For I can't help falling in love with you.” 

She holds the last note until it’s so soft I can’t hear it. I can’t move. I can’t tell if I’m crying or sweating, maybe both. She turns and looks at me, tears glistening on her pale cheeks. Someone walks by but we’re in our own world. Together. My hand moves slowly to caress her hair, tucking it gently behind her ear. She wipes away my tears with a soft hand that smells like flowers.  
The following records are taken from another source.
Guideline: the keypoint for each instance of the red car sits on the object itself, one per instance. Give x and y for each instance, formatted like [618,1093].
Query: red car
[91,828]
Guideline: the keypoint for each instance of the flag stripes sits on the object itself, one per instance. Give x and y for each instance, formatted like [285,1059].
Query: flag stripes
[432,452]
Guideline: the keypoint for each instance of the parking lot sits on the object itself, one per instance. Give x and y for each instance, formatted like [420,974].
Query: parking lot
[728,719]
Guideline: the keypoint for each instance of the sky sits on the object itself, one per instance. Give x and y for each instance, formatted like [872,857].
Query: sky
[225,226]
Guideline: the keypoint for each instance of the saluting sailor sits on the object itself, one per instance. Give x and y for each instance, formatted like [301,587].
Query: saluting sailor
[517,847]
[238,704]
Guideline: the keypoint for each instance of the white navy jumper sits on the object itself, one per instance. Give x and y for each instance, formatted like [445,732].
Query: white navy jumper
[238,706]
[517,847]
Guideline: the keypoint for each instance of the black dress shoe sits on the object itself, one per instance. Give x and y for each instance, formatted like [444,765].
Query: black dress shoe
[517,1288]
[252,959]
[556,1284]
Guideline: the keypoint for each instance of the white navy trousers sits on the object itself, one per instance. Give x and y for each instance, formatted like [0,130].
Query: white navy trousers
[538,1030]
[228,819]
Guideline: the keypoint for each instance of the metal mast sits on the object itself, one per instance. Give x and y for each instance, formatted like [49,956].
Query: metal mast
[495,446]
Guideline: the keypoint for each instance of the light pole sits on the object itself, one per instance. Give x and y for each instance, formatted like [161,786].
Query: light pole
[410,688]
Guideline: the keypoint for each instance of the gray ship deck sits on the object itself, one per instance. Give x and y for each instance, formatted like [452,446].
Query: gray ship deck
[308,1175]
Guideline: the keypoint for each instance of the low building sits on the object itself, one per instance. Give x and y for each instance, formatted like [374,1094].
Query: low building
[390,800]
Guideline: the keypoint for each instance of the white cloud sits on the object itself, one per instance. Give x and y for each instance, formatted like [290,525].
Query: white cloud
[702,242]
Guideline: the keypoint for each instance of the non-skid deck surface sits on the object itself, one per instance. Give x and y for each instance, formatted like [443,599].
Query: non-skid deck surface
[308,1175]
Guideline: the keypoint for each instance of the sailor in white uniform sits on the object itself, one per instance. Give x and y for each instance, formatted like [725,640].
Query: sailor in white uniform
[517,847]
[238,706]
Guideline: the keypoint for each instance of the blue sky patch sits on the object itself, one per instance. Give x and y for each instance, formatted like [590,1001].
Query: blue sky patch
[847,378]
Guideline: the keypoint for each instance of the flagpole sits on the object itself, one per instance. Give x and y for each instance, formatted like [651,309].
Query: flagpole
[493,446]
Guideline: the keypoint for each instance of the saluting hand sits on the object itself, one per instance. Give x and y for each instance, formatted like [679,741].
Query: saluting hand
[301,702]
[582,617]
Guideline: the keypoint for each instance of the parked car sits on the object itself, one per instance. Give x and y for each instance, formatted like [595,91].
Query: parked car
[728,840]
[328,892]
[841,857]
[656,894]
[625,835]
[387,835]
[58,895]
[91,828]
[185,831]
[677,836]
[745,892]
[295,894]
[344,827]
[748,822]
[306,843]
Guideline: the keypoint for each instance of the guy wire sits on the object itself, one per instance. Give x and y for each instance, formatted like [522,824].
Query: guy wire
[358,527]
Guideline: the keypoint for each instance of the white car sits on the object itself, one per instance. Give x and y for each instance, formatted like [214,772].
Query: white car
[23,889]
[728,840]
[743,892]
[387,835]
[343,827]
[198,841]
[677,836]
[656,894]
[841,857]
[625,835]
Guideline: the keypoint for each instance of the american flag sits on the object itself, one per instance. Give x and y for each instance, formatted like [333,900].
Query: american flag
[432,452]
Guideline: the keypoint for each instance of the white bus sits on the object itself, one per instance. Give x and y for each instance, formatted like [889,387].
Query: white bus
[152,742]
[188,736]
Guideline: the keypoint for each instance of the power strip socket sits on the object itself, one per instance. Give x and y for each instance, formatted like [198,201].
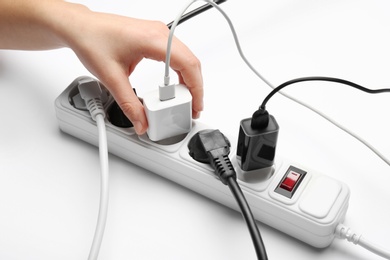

Her other arm wraps around me, drawing me close. She smells so good, like flowers. As the sun’s warmth shines down on us for the first time that morning, the inches between our faces close, and we kiss. We kiss. I’m kissing her. She tastes sweet, like the candy we were eating this morning. We kiss beneath the light of the morning sun, so bright, so cheerful. And when we finally break apart, hand in hand, we rise, ready to face the world. The world which will oppress us, support us, crack us, and put us back together. The world that is so unforgiving, yet tolerant and compassionate. The world with dark spots, but also bright spots that feel as though you are in a bubble, a bubble that will never break.  

All I know is that everything will be okay now because I have her. She is my morning sun, the stars, and the moon at night. My guardian angel.  

As we walk back to Katarina’s, she asks, somewhat apprehensively, “Should we tell them?”  

I nod, “Only if you want to, if not, it’s our little secret.” I kiss her cheek softly. She smiles, and as always, I feel the tingle I always do.  

“Let’s tell them. No secrets, okay. Between us.” She says. I give her a thumbs up.  

Trinity and Katarina’s reactions are the same. Squeal, laugh, congratulate, demand that we not break up because it will ruin the group, and sigh romantically. This is followed by lots of laughter and smiles. All the time, though, I can barely focus because there is a fire in me. A light, a love, that will never go out.